Her coup was to capitalize on her music scene fame. She went to the VIP room at Roseland before a show and sat down on a sofa among three members of an up-and-coming hard rock outfit from Staten Island (their press release said they were from Cupertino, California). She kissed one while holding on tight to the others’ legs. For this kind of band, big hair was obligatory, so you could barely see their faces. The men let her do it long enough for someone to take a picture. It didn’t take long, since they had sat down on the sofa for purposes of having their picture taken. It was a classic image of grief—the beauty so bereft as to make out with absolutely anybody, no longer placing value on her sexual favors—with the twist that these men were not, as their press release suggested, hot and horny new kids on the block, but twenty-year bar-band veterans coasting through a rebranding, unimaginably jaded, a low risk for the homosocial group sex Gwen hoped the images would suggest.
When the cameras flashed, she stood up and ran to the bathroom, partly to end the scene in a natural way—in the glamorous world of music, there was always a reason to run to the bathroom—and partly because the musician she’d chosen at random to kiss had bad breath. Something about him, or possibly something about snorting speed, made her want to throw up.
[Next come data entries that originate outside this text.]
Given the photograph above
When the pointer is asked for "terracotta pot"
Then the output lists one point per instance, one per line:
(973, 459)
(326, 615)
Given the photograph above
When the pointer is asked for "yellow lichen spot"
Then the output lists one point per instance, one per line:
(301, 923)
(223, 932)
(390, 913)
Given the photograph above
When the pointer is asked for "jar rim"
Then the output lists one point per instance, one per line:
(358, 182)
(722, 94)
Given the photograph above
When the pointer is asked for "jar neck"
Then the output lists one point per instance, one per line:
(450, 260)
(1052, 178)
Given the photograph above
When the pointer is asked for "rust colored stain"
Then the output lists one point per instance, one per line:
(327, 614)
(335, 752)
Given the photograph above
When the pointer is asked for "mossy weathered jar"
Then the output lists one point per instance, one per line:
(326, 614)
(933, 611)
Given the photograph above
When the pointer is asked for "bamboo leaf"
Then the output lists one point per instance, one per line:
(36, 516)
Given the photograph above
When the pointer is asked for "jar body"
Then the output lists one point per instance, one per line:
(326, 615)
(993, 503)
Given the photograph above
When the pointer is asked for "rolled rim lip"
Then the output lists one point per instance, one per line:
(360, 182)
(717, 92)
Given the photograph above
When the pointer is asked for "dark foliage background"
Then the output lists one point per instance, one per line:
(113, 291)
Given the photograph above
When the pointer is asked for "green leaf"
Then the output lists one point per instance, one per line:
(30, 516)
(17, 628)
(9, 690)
The story of how she had teased the heavy metal musicians and run away in distress appeared in a syndicated list of celebrity sightings. Grieving widowhood was hers at last. She attended the MTV Video Music Awards to sit in the audience. The camera cut to her briefly during a 9/11 tribute. She looked thin enough to worry the tabloids. She ag
reed to accept Joe’s lifetime achievement award on the 2004 Grammy Awards, in front of a montage of birds and flowers. She let Daktari thank the fans for their support. When he was done, she stepped to the mic and said, “War is not the answer.” It made the headlines because it was controversial.
Her impromptu screen tests were a success. She engaged a talent agent and obtained a supporting role in an independent movie about rock stars, scheduled for filming the following year.
Her fame was an anticlimax, a letdown, a release into security. Descent to a basis, the pedestal where she would be safe above the crowd. It didn’t mean achieving accomplishments or altering the course of history. It had nothing to do with art. It meant being pursued by strangers after she got out of her twenties. To be haggard from smoking, flabby from drinking, yet noticed from notoriety.
XIII.
The kids at Cathedral bragged a lot, mostly about their vacations. It was seventh grade before Flora let drop that she’d been babysat by a rock star.
Her audience, a girl named Spencer, tended to bring out people’s most antisocial qualities, such as the desire to be treated with respect. That night, Spencer asked her dad who Joe was. Before school started the next morning, she approached Flora and said, “Joe Harris was a dork. He killed himself because you suck.”
“He did not,” Flora said. “He died on September eleventh.”
“His girlfriend found his body. It was green and swollen up, with pus coming out his nose.”
“You don’t know what you’re talking about, Spence.” The name sounded like an insult to her—the best kind, intonation-dependent.
“My daddy told me,” she replied, with consummate uncoolness. “Joe Harris was a drug addict, and on September eleventh he killed himself with drugs.”
Flora was quiet, entertaining the thought that she’d never been told what killed Joe. The date alone had satisfied her; he’d been killed by September 11. Although she suspected that the truth would not constitute ammunition against Spencer, she resolved to ask her parents the first chance she got.